Natter was a social network, often referred to as a "microblogging" or even "micro-microblogging" platform. Natter allowed its users or “natterers” to post up to 100 characters and an image in each post, which could then be seen by any online users.

Natter was first launched in 2014 as a website at natter.com, and later launched apps for both iOS and Android. Originally, each post could only contain up to three words and a hashtag.

On Friday, July 29, 2016, Natter ceased operations, due to competition, as well as a lack of funds.

In February 2017 Natter relaunched with a redesigned chat style app including direct messaging between users.

On September 6, 2018, Natter was shut down once again due to a steep decline in its userbase. Potential buyers of the software had approached Neil Stanley, the owner of Natter at the time, but ultimately backed out after too large a demand.

As of 2018, Natter's official website is defunct.

== Community ==
Since its relaunch, the Natter user base grew rapidly after receiving significant aid from posts made on other social media sites, such as Tumblr and Twitter. Natter has thus developed a tight-knit community to the extent that it has commonly been referred to as a family by regular users.

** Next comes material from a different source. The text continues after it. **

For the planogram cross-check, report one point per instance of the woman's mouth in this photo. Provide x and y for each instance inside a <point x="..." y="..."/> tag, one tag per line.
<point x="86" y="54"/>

The community often put on role-playing events dubbed "god wars", in which users change their icons and adopt characterized personas. These events have resulted in the development of "Natter Lore" surrounding some users and the nature of the social media site.

Once Natter had been shut down, with none willing to purchase it, a Mastodon instance of the same name was created, prompting a significant portion of the community to migrate to it.